The area has long been affected by chronic poverty, ongoing conflict and frequent displacement. In the past four years alone, Sagaing has seen the majority of displacement in Myanmar, with more than 1.2 million people forced to flee their homes.

“There are places we haven’t been able to reach yet in the first two weeks, in the remotest areas due to operational constraints, some due to access, some to insecurity but we will get to these people soon,” says Joshi. “We will not leave anyone behind, especially those who need our support the most.”
Survivors’ needs far exceed available humanitarian resources, and delivering aid is particularly difficult in conflict-affected areas where communities are still reeling from September’s Typhoon Yagi and the floods that followed.
“We have to negotiate access for every single location – and it’s not just the checkpoints, it’s also the time you have to spent to build trust and network,” says Joshi. “Everyone wants to know who you are, who your partners are.”
Despite poor connectivity and transport constraints, WFP is building trust by the day.
Logistical access will become more challenging during the monsoon.
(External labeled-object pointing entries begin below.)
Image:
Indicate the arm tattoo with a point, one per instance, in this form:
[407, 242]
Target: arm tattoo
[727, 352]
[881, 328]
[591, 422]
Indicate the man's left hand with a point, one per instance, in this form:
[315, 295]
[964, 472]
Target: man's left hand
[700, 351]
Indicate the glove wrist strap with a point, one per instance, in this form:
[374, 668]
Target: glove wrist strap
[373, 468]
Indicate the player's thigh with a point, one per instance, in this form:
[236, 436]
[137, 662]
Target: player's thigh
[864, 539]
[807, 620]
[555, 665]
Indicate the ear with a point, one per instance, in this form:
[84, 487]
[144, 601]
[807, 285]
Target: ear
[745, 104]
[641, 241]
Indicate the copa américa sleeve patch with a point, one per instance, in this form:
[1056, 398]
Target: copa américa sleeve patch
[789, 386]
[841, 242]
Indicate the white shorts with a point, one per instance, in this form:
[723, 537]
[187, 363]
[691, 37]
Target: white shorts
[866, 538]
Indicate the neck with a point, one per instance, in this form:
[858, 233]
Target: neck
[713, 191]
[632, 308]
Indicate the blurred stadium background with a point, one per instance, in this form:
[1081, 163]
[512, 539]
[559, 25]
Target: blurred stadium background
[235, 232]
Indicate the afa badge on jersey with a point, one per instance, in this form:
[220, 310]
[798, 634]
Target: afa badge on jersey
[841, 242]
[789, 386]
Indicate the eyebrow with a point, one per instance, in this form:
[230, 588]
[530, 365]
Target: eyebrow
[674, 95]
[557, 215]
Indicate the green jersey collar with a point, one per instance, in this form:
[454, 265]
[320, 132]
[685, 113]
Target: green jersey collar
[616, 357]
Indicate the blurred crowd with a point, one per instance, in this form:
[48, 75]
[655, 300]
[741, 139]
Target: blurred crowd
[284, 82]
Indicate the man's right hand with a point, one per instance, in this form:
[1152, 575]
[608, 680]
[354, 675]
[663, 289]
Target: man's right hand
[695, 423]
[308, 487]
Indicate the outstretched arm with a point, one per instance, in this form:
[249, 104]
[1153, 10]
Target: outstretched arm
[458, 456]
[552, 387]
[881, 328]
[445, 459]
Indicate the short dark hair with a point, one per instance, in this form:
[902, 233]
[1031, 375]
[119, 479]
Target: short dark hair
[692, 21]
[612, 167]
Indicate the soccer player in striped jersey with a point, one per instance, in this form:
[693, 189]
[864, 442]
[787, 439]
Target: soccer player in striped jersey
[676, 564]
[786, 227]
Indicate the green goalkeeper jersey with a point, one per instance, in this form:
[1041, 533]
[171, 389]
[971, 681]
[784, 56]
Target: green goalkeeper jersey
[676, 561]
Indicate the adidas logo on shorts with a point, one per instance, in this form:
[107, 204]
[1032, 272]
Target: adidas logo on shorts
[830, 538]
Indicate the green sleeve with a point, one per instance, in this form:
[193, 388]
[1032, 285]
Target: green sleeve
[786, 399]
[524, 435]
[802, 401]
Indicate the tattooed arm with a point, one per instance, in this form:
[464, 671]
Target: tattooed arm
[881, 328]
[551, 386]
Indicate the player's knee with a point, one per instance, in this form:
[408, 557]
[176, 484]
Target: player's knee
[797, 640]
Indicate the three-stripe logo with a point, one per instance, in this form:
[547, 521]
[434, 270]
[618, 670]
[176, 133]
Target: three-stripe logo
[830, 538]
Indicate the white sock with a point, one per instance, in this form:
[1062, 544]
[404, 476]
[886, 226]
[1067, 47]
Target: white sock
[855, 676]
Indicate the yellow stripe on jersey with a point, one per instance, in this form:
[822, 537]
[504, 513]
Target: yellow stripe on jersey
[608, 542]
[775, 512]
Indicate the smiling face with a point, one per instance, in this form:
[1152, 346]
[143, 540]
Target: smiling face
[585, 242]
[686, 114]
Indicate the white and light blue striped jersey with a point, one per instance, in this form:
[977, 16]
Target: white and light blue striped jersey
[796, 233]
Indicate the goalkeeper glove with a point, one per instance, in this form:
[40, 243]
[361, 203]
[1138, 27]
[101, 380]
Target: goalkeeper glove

Currently, the bridge crossing from Mandalay to Sagaing, another region severely affected by the earthquake, is already partially damaged, Joshi says. "WFP has to move food on river barges now.”
The earthquake brought the total number of people in need to 6.3 million in 58 earthquake-affected townships – of these, 1.8 million are prioritized for targeted humanitarian assistance

WFP has deployed 76 frontline personnel to support the earthquake response.
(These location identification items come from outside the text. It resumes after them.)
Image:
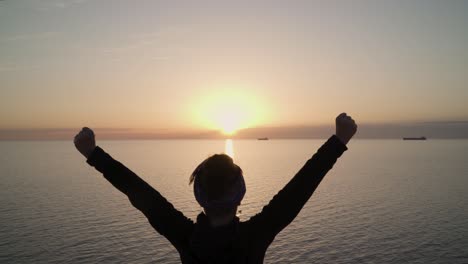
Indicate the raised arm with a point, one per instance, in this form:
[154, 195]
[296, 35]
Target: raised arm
[285, 205]
[161, 214]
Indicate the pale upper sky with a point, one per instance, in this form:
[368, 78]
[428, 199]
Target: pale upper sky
[191, 65]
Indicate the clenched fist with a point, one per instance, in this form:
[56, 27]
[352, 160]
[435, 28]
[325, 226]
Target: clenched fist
[345, 127]
[85, 142]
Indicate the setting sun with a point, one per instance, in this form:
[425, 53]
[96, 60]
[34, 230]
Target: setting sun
[229, 111]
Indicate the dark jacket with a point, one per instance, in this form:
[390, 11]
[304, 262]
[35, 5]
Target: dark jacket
[237, 242]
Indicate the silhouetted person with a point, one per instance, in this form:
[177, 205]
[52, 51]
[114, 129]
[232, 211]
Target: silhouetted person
[218, 236]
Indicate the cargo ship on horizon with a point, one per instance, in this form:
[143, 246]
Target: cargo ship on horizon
[414, 138]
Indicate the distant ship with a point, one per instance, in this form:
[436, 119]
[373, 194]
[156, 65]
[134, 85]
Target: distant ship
[415, 138]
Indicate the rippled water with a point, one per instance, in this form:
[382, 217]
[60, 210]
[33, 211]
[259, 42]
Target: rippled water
[385, 201]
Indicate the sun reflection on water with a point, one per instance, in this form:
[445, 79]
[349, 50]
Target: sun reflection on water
[229, 148]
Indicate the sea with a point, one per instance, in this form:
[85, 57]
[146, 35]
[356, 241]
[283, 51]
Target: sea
[384, 201]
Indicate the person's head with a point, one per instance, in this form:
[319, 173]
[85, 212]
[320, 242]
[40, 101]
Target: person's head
[218, 186]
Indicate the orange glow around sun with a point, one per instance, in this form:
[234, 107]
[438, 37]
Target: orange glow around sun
[229, 111]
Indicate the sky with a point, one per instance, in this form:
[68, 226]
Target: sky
[187, 67]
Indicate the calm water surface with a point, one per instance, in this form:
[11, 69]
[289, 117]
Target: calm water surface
[385, 201]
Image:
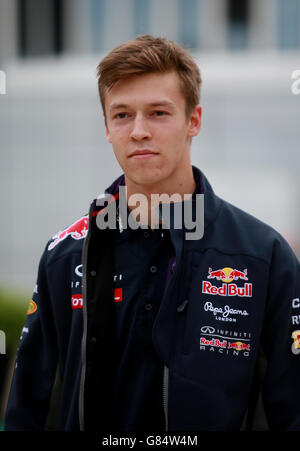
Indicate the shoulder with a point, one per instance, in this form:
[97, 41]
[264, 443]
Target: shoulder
[246, 233]
[68, 240]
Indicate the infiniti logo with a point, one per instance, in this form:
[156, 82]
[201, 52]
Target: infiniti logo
[207, 330]
[78, 270]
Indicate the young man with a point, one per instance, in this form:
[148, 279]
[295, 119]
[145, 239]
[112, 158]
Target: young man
[164, 332]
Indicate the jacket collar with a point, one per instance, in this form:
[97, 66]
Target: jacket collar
[211, 201]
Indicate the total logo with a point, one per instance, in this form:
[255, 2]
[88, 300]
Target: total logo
[227, 276]
[296, 344]
[222, 343]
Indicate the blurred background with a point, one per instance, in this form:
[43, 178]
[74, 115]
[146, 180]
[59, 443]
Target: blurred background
[54, 156]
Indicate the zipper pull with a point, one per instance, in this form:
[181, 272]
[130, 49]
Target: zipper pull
[181, 307]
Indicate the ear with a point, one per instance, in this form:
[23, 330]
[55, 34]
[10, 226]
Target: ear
[107, 134]
[195, 121]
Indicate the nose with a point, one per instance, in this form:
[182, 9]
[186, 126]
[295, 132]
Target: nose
[140, 130]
Distributions started with the most vulnerable – people living with HIV, TB, and people already displaced by the conflict – and involved some heartbreaking decisions.
“There were moments when we had to decide, ‘Do we serve 5,000 people in the city or 1,000 in a more remote area who haven’t received anything?’ That’s not a spreadsheet decision, it’s a human one” - informed by available data from partners, authorities and affected communities.
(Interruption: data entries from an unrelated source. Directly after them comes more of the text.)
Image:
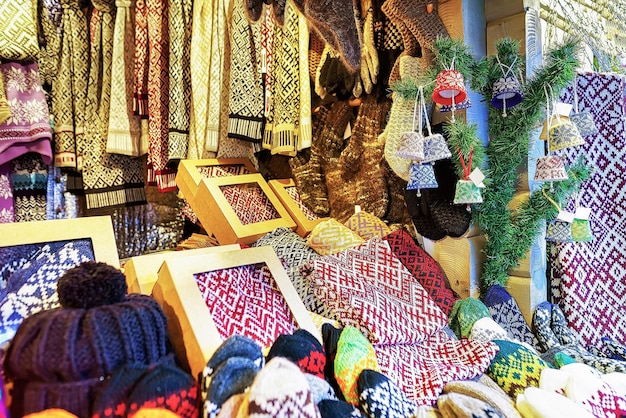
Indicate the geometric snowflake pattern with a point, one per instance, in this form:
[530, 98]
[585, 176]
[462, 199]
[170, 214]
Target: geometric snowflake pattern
[369, 288]
[422, 370]
[246, 300]
[589, 278]
[250, 203]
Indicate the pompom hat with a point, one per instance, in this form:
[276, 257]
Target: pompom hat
[97, 329]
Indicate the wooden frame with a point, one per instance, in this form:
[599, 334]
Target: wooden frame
[188, 176]
[305, 225]
[99, 229]
[216, 214]
[190, 325]
[142, 271]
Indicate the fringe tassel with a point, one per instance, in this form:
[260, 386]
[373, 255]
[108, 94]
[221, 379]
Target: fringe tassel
[245, 129]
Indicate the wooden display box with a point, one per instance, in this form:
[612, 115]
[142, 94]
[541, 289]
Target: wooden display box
[191, 327]
[98, 229]
[215, 212]
[188, 176]
[462, 260]
[142, 271]
[304, 217]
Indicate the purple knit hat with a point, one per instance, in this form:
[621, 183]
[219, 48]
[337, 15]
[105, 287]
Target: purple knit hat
[59, 357]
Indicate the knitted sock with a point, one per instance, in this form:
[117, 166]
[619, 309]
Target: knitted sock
[461, 406]
[515, 367]
[497, 398]
[541, 321]
[355, 353]
[337, 18]
[424, 26]
[373, 386]
[506, 312]
[559, 325]
[371, 184]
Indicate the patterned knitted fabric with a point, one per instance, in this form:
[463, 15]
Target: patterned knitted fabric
[505, 311]
[69, 90]
[124, 133]
[246, 98]
[465, 313]
[290, 247]
[354, 354]
[280, 390]
[28, 128]
[424, 268]
[331, 237]
[18, 40]
[515, 367]
[258, 311]
[422, 370]
[367, 225]
[281, 137]
[380, 397]
[7, 214]
[180, 27]
[31, 280]
[110, 180]
[497, 398]
[75, 357]
[303, 349]
[29, 179]
[367, 287]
Daw Nwet Yi, a Mandalay resident in her fifties, says the earthquake weakened her home. “We need absolutely everything. Our whole family is just sleeping on a mat on the ground by the side of the road.”
She adds: “We’re relying on the biscuits and meal boxes handed out. “My kids go and get them, but I can’t. So my daughter and son collect them for me.”
Her biggest worry – that “another quake will hit, and the house will just collapse” – keeps her from returning home.

“My neighbour’s child died right in front of their home (after a wall collapsed),” she says. “The kids were just playing, not knowing an earthquake was coming. I saw them die. That’s why I’m so terrified.”
Joshi recalls speaking to a woman who said she was displaced last year due to conflict and now lost her rented house and everything she had left with the earthquake.
This is what he calls the inequality of this earthquake: “The poorest living in the margins of the city, in densely packed areas and in the remotest parts of country affected by the ongoing conflict, who have lost their shelters, will need support to put food in their tables for many months ahead .”
WFP needs US$40 million to meet the needs of the most vulnerable people over the next three months.
“We’re sprinting every day, but the race has no finish line,” says Joshi. He adds: “This crisis was already forgotten before the earthquake. We’re trying to make sure it doesn’t stay that way.”